Plot of Implicit Equations
In principle the same method could be used in Mathematica. The problem boils down to determining if a solution to $a=b$ exists somewhere inside each pixel. Here's an oversimplified approach where I calculate $a-b$ for 100 random points within the pixel and see if there are both positive and negative values. If there are, there must be a zero crossing somewhere inside the pixel.
pixelContainsSolution[x0_, y0_] :=
(Max[#] > 0 && Min[#] < 0) &[
Exp[Sin[#1] + Cos[#2]] - Sin[Exp[#1 + #2]] & @@@
Transpose[{x0, y0} + RandomReal[{-0.05, 0.05}, {2, 100}]]]
Image[1 - Table[Boole@pixelContainsSolution[x, y],
{x, -10, 10, 0.1}, {y, -10, 10, 0.1}]]
It's pretty slow - to obtain a nice high resolution plot in a reasonable amount of time would need some optimisations.
Edit
Example of faster code:
data = Compile[{}, Block[{x = Range[-10, 10, 0.0025]},
Exp[Outer[Plus, Sin[x], Cos[x]]] - Sin[Exp[Outer[Plus, x, x]]]]][];
Developer`PartitionMap[Sign[Max[#] Min[#]] &, data, {20, 20}] // Image
That's the best I could go with Mathematica 10.0.2, with PlotPoints->50 and MaxRecursion->4.
ContourPlot[
E^(Sin[x] + Cos[y]) == Sin[E^(x + y)], {x, -10, 10}, {y, -10, 10},
Axes -> True, ImageSize -> Large, PlotPoints -> 50,
MaxRecursion -> 4]
The rendering took about 1 hour with Mathematica eating all my 16Gb Ram. (I'll never try something like this again!)
EDIT
Following Mr.Wizard comment here's a better plot and a better solution.
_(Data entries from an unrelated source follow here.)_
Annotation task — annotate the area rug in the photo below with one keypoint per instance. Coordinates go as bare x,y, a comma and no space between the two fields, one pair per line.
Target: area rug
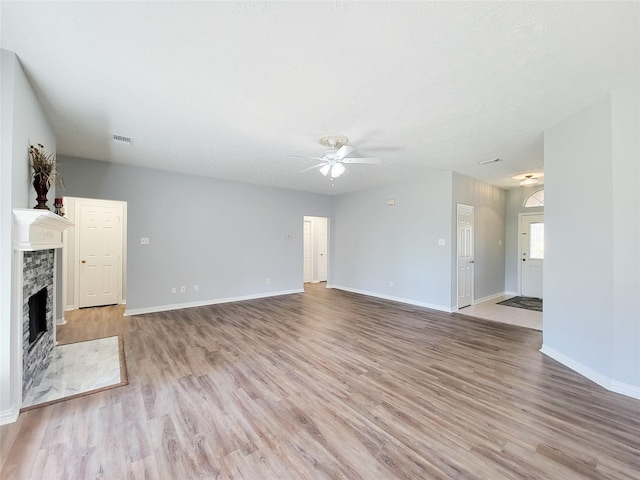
528,303
78,369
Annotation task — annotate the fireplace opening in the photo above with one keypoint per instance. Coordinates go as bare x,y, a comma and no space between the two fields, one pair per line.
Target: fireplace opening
37,316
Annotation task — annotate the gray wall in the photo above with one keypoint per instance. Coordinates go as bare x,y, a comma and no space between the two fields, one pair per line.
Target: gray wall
376,243
226,237
23,123
515,202
591,277
489,235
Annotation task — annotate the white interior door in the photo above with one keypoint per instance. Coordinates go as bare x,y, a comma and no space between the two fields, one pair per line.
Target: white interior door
322,250
465,255
531,254
99,254
306,248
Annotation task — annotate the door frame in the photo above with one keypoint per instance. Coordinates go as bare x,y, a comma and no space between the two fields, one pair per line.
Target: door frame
473,278
520,217
314,248
70,252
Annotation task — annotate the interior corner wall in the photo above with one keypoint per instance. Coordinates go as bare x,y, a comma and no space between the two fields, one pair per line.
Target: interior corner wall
226,237
489,204
625,125
376,244
23,123
591,318
515,206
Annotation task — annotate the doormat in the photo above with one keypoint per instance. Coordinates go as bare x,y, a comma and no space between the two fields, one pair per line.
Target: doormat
78,369
528,303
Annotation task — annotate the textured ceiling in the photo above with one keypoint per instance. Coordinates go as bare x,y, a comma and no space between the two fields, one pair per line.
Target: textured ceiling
230,89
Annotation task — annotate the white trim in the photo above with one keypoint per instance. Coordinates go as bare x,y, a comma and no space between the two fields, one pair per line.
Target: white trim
203,303
393,299
490,297
616,386
9,416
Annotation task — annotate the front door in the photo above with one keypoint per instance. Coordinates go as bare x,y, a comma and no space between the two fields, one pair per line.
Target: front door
100,254
465,255
306,249
531,254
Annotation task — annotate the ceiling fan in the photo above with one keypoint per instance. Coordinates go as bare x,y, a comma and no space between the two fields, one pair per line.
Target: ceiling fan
334,159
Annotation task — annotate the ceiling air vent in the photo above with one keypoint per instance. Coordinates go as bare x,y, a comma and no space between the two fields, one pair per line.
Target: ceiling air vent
123,139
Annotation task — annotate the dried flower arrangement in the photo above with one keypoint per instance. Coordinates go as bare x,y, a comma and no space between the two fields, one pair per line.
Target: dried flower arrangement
44,166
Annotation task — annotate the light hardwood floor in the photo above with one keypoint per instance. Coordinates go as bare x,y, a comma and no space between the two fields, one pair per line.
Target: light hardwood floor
326,384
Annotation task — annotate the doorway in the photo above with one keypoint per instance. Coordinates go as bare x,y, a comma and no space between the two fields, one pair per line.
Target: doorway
465,263
94,257
531,237
315,249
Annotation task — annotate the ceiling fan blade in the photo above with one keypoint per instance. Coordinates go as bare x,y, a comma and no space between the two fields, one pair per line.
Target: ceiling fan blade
312,167
307,156
343,151
361,160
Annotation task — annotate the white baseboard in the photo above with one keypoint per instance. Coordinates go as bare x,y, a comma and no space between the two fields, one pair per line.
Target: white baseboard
490,297
394,299
203,303
9,416
616,386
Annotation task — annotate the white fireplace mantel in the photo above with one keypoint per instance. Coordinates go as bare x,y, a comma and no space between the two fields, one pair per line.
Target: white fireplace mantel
38,229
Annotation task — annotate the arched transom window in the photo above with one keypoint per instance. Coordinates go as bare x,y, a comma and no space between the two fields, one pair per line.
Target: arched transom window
536,199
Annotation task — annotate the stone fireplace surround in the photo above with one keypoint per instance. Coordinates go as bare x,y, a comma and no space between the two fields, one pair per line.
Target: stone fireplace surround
38,269
38,233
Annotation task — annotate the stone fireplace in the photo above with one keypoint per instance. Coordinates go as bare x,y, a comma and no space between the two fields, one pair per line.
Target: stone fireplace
38,271
38,234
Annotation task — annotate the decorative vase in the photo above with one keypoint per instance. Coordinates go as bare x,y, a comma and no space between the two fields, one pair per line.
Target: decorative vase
41,185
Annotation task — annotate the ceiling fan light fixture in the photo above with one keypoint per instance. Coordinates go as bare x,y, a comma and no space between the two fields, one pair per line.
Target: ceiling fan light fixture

It took just 1m 12s but the Ram utilization peaked to 13GB (beware!):
ContourPlot[
E^(Sin[x] + Cos[y]) == Sin[E^(x + y)], {x, -10, 10}, {y, -10, 10},
Axes -> True, ImageSize -> Large, PlotPoints -> 2000,
MaxRecursion -> 0]
The following is a answer to the original question, without accounting for the last edit.
The red plot is nice,but I'm not sure what they are trying to show. Inside the solid colored regions the frequency is very high, but the function isn't constant, as an easy check can show:
f[x_, y_] := Exp[Sin[x] + Cos[y]] - Sin[Exp[x + y]]
GraphicsRow[{Plot[f[x, 5], {x, -10, 10}], Plot[f[x, 5], {x, 4.999, 5}]}]
So the red plot is just a simplification of the real one which is better shown in the Mathematica output.